The switch has a resister fitted so it will either put a high or low voltage through the grips dependant on the position.

The grips are a coil of wire, the current needs to flow through the grips un hindered to enable the grip to function. You will need to remove the tank to check them properly, to expose the small white multi plug under the tank up by the headstock.

Unplug one side and using a decent multimeter check the resistance through the grip. I cannot remember what it should be but you can do a comparison with the other side, if they are roughly the same its either OK or both grips are gefurked. From memory there should be approx 120 ohms, if you have over 1k or infinity then they are open circuit or there is a high resistance that needs to be checked.

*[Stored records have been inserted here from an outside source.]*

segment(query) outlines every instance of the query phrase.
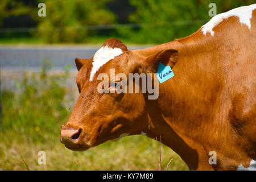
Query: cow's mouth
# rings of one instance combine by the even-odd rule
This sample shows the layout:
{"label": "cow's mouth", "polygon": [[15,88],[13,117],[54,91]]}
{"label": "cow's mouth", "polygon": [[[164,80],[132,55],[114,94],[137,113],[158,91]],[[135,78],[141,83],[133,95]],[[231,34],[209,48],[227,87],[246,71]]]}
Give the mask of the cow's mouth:
{"label": "cow's mouth", "polygon": [[89,148],[90,148],[90,147],[89,146],[86,146],[86,147],[74,147],[74,146],[68,146],[67,145],[65,145],[65,147],[66,147],[67,148],[71,150],[73,150],[73,151],[86,151],[87,150],[88,150]]}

Usually its the L/H one that fails, as its the one you can take youre hand off (you dont normally take your hand off the throttle side!) and shake when the old cramp sets in! This causes the grip to cool down, then have to heat up again, this will shorten the life of the grip.


Hope this helps.
 
The grips and wiring are pretty simple.

The switch has a resister fitted so it will either put a high or low voltage through the grips dependant on the position.

The grips are a coil of wire, the current needs to flow through the grips un hindered to enable the grip to function. You will need to remove the tank to check them properly, to expose the small white multi plug under the tank up by the headstock.

Unplug one side and using a decent multimeter check the resistance through the grip. I cannot remember what it should be but you can do a comparison with the other side, if they are roughly the same its either OK or both grips are gefurked. From memory there should be approx 120 ohms, if you have over 1k or infinity then they are open circuit or there is a high resistance that needs to be checked.

Usually its the L/H one that fails, as its the one you can take youre hand off (you dont normally take your hand off the throttle side!) and shake when the old cramp sets in! This causes the grip to cool down, then have to heat up again, this will shorten the life of the grip.


Hope this helps.


good info there and yes its the left that runs cool on mines
 
good info there and yes its the left that runs cool on mines

I've heard the suggestion that the left runs cooler than the right because the throttle is better insulated from the cold handlebar inside the grip. Possibly not that convincing given the left grip has a plastic core? Also had it suggested that the left grip gets more wear and tear when the bike is put on the main stand :nenau
 
The grips and wiring are pretty simple.

The switch has a resister fitted so it will either put a high or low voltage through the grips dependant on the position.

The grips are a coil of wire, the current needs to flow through the grips un hindered to enable the grip to function. You will need to remove the tank to check them properly, to expose the small white multi plug under the tank up by the headstock.

Unplug one side and using a decent multimeter check the resistance through the grip. I cannot remember what it should be but you can do a comparison with the other side, if they are roughly the same its either OK or both grips are gefurked. From memory there should be approx 120 ohms, if you have over 1k or infinity then they are open circuit or there is a high resistance that needs to be checked.

Usually its the L/H one that fails, as its the one you can take youre hand off (you dont normally take your hand off the throttle side!) and shake when the old cramp sets in! This causes the grip to cool down, then have to heat up again, this will shorten the life of the grip.


Hope this helps.


Was thinking of something else when i did this....

The correct resistance reading for a working grip should be 9-12 Ohms.